Noch weiter gehen DNA-Computer, wo es überhaupt keine Schaltkreise mehr gibt: Organische Moleküle – “Wetware” – ersetzen die Hardware. DNA-Computer rechnen nicht mit Nullen und Einsen, sondern mit dem vierstelligen “Alphabet des Lebens”. Ein DNA-Molekül besteht aus zwei langen, miteinander verflochtenen Ketten, die aus nur vier Molekülvarianten zusammengesetzt sind: den Basen A, C, G und T. Sie wären für den DNA-Rechner das, was 0 und 1 für den Silizium-Computer sind. Ein- und Ausgabe bestünden aus DNA-Strängen, auf denen die Information als Basenfolge – zum Beispiel … TAGGCTAAATCCG … – gespeichert ist, die Rechenschritte wären biochemische Prozesse wie das Zerschneiden, Kopieren oder Zusammenfügen von DNA-Ketten.
1994 zeigte Leonard Adleman, Professor für Computerwissenschaften an der Universität von Südkalifornien in Los Angeles, daß man mit einem Reagenzglas voller DNA eine schwierige mathematische Aufgabe lösen kann: das “Problem des Handlungsreisenden”, bei dem es mittels kombinatorischer Mathematik die günstigste Route zwischen vorgegebenen Städten zu finden gilt. Kritiker meinten anfänglich, daß ein DNA-Computer nur für solche Probleme geeignet wäre. Inzwischen haben aber mehrere Forscher gezeigt, daß ein solches Gerät im Prinzip all das berechnen könnte, was auch ein Standardcomputer kann.

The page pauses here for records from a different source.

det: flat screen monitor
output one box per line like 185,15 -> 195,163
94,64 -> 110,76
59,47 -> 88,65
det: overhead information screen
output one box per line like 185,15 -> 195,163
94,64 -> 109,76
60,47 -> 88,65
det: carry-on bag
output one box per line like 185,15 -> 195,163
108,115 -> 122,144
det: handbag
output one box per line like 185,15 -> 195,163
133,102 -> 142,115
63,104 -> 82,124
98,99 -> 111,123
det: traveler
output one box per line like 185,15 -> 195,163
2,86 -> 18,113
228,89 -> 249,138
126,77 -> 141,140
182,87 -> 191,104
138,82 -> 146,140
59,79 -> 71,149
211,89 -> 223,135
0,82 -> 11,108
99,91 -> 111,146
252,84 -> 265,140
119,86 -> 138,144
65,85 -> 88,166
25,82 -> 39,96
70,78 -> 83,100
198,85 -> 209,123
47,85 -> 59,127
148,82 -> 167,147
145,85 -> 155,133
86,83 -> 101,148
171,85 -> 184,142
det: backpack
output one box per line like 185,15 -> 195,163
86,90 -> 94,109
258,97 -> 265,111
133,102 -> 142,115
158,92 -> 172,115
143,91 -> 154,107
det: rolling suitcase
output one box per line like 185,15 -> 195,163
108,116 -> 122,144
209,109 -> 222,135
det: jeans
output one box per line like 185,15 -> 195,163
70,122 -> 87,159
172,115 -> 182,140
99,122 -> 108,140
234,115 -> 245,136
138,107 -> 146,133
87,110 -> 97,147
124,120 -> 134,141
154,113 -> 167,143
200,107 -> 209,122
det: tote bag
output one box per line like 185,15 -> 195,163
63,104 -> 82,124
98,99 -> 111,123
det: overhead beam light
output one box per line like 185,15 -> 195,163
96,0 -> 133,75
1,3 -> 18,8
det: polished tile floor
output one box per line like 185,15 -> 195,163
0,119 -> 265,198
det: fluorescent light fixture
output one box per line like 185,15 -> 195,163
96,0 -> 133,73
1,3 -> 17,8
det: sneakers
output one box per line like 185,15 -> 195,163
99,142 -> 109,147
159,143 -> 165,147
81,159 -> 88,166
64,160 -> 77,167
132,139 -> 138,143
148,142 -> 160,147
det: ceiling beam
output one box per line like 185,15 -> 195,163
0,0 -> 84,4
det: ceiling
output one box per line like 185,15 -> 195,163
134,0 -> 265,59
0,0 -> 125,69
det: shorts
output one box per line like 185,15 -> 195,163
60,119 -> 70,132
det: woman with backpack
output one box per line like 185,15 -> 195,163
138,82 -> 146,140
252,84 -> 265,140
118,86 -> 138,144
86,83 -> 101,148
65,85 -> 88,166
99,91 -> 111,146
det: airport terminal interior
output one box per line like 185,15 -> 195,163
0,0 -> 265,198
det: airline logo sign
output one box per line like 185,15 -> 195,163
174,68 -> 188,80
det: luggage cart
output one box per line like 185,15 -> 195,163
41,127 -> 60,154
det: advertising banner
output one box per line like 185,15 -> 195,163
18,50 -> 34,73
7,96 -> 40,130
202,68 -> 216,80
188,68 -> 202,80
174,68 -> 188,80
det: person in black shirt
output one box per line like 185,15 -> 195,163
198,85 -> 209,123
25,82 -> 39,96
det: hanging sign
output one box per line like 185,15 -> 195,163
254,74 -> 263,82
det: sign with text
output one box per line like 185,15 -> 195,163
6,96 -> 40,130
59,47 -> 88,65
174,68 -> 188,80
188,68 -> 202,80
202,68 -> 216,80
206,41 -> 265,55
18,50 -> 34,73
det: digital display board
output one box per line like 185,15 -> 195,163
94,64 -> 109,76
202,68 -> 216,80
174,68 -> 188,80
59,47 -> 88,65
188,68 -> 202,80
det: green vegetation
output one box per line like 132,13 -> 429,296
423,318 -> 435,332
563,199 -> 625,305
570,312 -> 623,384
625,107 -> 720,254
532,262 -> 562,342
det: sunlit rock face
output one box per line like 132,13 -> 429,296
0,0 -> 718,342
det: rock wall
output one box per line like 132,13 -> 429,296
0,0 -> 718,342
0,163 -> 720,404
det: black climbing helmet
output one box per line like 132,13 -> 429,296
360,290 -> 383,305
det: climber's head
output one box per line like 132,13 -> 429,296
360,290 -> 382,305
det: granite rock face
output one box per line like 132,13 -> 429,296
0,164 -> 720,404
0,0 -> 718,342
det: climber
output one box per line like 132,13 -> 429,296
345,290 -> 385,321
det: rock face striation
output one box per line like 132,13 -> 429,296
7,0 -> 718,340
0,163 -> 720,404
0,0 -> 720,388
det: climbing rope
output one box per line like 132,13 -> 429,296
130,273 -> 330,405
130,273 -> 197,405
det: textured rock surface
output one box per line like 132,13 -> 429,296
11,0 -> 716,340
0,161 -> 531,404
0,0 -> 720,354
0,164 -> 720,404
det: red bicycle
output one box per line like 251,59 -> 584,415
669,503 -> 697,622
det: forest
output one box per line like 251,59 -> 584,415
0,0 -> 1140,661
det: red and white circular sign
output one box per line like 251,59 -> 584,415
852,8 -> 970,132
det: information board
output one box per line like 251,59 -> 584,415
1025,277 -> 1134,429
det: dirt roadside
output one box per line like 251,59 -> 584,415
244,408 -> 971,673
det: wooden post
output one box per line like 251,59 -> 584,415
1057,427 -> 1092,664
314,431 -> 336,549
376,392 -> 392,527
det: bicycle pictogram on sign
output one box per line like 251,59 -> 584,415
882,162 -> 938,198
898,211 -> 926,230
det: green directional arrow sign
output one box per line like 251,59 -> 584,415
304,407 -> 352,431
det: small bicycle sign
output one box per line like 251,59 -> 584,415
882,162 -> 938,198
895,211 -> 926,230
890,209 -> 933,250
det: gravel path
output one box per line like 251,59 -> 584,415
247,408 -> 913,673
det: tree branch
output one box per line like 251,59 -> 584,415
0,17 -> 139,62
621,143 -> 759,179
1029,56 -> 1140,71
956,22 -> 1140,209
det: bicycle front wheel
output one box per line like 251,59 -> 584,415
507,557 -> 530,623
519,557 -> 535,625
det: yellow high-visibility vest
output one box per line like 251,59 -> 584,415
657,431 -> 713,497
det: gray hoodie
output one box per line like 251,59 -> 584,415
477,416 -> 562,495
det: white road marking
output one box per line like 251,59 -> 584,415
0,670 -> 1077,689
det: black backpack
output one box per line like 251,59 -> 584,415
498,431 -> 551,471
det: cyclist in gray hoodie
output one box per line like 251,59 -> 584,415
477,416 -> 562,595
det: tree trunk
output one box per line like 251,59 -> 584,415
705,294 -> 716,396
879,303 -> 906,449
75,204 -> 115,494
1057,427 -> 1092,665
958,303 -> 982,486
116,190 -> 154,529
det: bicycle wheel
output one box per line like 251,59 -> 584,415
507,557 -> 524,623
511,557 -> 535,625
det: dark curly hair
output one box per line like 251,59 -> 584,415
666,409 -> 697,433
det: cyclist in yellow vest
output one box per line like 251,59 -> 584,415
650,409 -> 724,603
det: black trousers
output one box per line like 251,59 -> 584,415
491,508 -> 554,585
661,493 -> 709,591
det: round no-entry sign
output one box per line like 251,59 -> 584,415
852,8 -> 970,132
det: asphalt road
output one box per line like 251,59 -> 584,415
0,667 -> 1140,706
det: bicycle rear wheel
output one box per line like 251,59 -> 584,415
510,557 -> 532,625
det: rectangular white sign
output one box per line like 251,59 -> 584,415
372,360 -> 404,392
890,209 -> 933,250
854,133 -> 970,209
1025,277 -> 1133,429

Das Problem des Handlungsreisenden
Leonard Adleman demonstrierte das Prinzip des DNA-Computers am Problem des Handlungsreisenden. Der Vertreter soll 7 Städte nacheinander besuchen. Startpunkt ist die Stadt 0, Ende die Stadt 6. Dabei soll er – bis auf eine Ausnahme – jeden Weg nur einmal zurücklegen. DNA-Stränge bestehen aus dem Alphabet des Lebens: den vier Basen A, T, G und C. Jeder Strang in Adlemans DNA-Suppe enthielt zehn Basen und entsprach einer der sieben Städte beziehungsweise einem der möglichen Verbindungswege, wobei ein “Wegstrang” die zwei dazugehörigen “Stadtstränge” miteinander verkleben konnte. Im Reagenzglas verbanden sich die Stränge in vielen verschiedenen Kombinationen. Um die Lösung zu finden, entfernte Adleman zunächst alle Stränge, die zu lang oder zu kurz waren, die also mehr oder weniger als 7 Städte enthielten. Dann isolierte er alle Stränge, die mit der Stadt 0 begannen und mit Stadt 6 aufhörten. Nach einigen weiteren Schritten blieben nur noch die DNA-Stränge übrig, die richtig miteinander verbunden waren.
Vorteile des DNA-Computers wären sein geringer Energieverbrauch und seine extrem hohe Speicherdichte: Ein Kubikzentimeter DNA-Suppe könnte bis zu eine Billion Gigabit speichern – ein Vielfaches aller heute auf Festplatten, CD-ROM und Magnetbändern abgelegten digitalen Daten. Zudem arbeiten biochemische Reaktionen hochparallel: Ein einziger biochemischer Prozeß kann gleichzeitig auf viele Milliarden DNA-Stränge einwirken.
Auch wenn der DNA-Computer universell rechnen kann – Adleman bezweifelt, daß er einmal den Standardcomputer ersetzen wird: “Dafür werden seit 50 Jahren Milliarden von Dollar und immense Manpower investiert.” Aber Spezialanwendungen seien denkbar, etwa die Berechnung komplexer Telefonnetze.